It is quite unusual these days to find a man and wife buying a home in one or the other’s name, instead of joint names. This is a recognition of the contribution that each makes to the purchase and maintenance of the family home, not just in financial terms, but in terms of looking after the home and any children they may have.
Where a property is in joint names there is joint responsibility, and it goes without saying that each party is entitled to share in any equity, or pay in the event of negative equity.
In this case however, the house is in the name of one sole owner ‘ the husband. I do not know when the house was purchased, nor what it is worth, nor why it was purchased in one name ‘ possibly it was the husband’s own property before the parties married ‘ but the whys and wherefores are not relevant.
The simple answer is clear ‘ that no-one can be held responsible for payment for something to which they were not a signatory. Your client is therefore not responsible.

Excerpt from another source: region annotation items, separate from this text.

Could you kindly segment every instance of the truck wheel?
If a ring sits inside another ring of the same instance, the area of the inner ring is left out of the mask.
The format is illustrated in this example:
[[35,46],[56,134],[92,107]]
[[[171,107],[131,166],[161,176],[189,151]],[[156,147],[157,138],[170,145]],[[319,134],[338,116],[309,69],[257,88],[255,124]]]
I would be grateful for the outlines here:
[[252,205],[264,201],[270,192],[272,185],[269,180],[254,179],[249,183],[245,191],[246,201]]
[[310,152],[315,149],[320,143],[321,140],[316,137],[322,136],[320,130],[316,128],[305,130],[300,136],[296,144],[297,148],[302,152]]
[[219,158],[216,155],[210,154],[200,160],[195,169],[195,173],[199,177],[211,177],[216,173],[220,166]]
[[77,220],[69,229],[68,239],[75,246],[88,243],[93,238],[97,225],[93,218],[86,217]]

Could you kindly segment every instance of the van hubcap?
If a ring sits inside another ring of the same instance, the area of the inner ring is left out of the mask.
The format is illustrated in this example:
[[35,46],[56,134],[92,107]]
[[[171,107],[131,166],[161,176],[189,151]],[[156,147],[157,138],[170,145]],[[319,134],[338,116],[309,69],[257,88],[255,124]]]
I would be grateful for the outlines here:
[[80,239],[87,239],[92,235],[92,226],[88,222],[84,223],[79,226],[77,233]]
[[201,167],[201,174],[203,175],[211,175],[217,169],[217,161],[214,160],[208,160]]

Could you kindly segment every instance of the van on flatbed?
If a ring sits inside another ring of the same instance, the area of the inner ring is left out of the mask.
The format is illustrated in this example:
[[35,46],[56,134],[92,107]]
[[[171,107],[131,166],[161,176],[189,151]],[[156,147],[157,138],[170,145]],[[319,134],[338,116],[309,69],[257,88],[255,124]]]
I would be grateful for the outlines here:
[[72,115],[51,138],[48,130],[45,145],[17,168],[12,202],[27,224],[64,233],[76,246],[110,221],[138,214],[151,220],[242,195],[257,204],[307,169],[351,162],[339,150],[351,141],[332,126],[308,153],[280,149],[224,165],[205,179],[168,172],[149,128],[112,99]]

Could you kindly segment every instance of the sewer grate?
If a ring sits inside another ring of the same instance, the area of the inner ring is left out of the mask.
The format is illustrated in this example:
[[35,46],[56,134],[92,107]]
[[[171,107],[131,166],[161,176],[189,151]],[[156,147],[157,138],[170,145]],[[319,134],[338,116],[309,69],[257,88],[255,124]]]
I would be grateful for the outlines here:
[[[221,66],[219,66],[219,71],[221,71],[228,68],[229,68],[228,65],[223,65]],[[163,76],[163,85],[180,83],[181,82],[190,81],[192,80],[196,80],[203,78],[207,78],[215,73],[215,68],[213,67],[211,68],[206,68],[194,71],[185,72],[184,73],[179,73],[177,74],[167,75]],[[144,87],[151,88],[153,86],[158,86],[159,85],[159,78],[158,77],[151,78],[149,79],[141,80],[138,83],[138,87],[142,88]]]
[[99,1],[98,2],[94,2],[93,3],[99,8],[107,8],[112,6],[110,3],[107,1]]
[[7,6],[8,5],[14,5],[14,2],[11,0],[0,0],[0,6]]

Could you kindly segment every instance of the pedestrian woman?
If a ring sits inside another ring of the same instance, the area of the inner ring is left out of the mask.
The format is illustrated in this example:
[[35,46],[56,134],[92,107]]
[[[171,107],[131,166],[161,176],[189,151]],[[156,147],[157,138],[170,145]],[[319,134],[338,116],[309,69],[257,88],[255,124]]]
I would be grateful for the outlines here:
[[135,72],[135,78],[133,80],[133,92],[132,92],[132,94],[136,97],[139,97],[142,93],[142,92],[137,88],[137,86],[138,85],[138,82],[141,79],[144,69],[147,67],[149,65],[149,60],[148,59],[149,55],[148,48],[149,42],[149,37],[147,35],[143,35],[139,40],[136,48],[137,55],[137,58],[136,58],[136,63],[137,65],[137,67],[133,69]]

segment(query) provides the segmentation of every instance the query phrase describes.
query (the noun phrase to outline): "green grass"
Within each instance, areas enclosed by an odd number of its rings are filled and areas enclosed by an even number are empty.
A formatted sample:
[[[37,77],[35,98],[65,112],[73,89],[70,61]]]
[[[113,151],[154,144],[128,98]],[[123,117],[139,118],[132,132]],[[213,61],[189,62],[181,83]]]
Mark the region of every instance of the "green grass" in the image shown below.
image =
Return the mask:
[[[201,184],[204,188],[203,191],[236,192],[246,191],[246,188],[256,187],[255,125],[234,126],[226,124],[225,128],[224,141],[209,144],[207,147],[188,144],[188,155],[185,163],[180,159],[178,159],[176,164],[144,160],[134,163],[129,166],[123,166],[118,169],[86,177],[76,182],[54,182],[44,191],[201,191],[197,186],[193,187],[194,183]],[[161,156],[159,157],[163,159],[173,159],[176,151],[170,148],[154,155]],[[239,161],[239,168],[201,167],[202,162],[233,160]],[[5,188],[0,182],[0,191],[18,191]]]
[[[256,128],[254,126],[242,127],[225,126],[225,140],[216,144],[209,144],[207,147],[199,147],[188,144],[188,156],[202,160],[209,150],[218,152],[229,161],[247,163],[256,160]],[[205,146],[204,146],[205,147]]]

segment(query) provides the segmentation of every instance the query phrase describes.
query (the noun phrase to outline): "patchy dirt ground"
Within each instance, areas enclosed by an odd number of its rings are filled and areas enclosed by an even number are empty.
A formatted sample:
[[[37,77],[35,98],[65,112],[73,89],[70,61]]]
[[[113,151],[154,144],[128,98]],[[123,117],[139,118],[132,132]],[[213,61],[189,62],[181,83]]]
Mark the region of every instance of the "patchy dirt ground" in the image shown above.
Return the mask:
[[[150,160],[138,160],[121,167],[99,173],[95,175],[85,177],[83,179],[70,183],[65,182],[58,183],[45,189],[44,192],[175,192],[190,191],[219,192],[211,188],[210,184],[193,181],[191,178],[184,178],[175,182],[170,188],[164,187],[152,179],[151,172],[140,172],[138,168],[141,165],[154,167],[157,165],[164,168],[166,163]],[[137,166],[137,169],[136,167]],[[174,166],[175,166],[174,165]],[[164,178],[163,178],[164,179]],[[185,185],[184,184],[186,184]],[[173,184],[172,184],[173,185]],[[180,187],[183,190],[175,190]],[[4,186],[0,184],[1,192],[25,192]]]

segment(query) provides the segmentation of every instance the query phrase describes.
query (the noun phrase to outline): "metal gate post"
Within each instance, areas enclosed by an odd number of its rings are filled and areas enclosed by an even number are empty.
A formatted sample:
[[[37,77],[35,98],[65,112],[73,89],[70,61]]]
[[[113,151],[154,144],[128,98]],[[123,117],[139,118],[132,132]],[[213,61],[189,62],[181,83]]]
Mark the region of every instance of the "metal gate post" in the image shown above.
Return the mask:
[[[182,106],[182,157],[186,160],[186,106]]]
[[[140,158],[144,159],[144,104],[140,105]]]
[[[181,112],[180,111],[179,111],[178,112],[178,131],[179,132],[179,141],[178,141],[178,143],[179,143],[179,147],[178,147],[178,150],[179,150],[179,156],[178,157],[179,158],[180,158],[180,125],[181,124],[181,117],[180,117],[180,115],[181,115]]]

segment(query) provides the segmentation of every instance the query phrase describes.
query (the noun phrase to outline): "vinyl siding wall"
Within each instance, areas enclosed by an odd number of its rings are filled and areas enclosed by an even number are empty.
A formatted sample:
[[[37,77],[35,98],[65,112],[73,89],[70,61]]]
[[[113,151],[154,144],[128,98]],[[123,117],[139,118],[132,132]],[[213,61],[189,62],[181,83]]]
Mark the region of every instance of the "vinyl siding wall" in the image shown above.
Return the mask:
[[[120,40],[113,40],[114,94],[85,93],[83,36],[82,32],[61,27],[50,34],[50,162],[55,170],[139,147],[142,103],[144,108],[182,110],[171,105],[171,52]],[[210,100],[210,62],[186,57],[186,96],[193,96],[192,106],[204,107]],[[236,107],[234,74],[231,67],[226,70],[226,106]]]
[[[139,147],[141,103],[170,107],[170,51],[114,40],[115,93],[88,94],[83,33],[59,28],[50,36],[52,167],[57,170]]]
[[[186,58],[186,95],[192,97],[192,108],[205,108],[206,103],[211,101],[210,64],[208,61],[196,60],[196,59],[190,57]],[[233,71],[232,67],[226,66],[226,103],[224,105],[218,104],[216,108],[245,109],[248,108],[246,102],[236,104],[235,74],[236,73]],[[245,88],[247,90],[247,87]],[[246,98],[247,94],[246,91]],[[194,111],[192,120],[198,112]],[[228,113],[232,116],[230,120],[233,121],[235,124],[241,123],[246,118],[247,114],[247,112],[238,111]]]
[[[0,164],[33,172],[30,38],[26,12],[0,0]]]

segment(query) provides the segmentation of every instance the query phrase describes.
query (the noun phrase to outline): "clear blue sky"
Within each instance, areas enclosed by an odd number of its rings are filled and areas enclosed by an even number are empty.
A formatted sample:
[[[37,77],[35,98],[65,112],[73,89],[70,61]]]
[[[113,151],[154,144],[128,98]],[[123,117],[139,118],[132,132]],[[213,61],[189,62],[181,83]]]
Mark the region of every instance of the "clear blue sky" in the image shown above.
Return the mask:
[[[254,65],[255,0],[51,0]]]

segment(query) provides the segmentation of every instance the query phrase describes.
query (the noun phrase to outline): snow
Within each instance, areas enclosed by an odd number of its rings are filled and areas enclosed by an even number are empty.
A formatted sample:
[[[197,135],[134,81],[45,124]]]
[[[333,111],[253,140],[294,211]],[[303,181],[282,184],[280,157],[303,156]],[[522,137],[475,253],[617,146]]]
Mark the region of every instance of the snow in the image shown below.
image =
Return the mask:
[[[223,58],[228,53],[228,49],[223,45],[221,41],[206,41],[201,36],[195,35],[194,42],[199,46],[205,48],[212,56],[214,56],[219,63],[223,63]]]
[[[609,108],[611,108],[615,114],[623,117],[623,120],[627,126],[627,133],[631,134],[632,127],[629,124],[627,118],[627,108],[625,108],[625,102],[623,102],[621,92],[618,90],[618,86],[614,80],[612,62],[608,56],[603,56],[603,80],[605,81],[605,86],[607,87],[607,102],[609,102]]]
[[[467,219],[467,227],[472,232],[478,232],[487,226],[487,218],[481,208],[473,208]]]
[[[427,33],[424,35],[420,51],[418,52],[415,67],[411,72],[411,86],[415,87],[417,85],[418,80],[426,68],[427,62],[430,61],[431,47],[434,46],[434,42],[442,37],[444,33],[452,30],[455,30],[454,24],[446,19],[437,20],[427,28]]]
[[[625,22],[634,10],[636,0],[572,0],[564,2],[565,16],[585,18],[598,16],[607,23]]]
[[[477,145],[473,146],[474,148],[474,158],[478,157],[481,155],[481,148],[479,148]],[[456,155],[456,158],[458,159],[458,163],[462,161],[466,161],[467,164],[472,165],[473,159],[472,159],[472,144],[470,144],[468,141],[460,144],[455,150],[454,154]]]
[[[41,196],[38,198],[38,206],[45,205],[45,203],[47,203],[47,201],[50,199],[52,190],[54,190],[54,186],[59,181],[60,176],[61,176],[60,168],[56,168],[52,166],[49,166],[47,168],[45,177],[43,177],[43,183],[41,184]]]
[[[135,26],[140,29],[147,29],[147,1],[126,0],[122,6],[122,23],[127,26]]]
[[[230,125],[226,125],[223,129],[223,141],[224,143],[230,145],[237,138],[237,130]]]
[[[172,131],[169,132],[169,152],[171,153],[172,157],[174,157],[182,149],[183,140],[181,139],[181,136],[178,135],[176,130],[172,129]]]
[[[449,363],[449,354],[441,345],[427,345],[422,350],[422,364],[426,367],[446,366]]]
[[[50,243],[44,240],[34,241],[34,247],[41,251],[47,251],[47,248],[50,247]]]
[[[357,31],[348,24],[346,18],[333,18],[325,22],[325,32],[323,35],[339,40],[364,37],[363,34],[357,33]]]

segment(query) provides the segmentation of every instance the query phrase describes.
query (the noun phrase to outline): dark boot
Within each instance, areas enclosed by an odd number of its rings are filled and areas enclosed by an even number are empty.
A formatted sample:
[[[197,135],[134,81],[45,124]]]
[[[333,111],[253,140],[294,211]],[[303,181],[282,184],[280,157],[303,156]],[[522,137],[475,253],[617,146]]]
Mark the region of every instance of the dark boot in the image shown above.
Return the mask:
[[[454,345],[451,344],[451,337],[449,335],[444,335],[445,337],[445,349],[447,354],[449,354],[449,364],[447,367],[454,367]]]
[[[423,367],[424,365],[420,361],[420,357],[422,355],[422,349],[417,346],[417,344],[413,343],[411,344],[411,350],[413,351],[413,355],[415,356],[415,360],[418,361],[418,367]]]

However, it may be that the husband was financially dependent on the wife and therefore he could apply in the course of any divorce or separation proceedings for maintenance which could, in theory, include mortgage payments.
This is something your client would need to discuss with her solicitor and at the same time, a valuation could be made of the property to establish whether it would be sensible to look at buying the husband out.
In any proceedings, any interests ‘ financial or otherwise ‘ of your client would also be taken into account so there is plenty to consider. Unfortunately, it is a case of lawyers at 12 paces.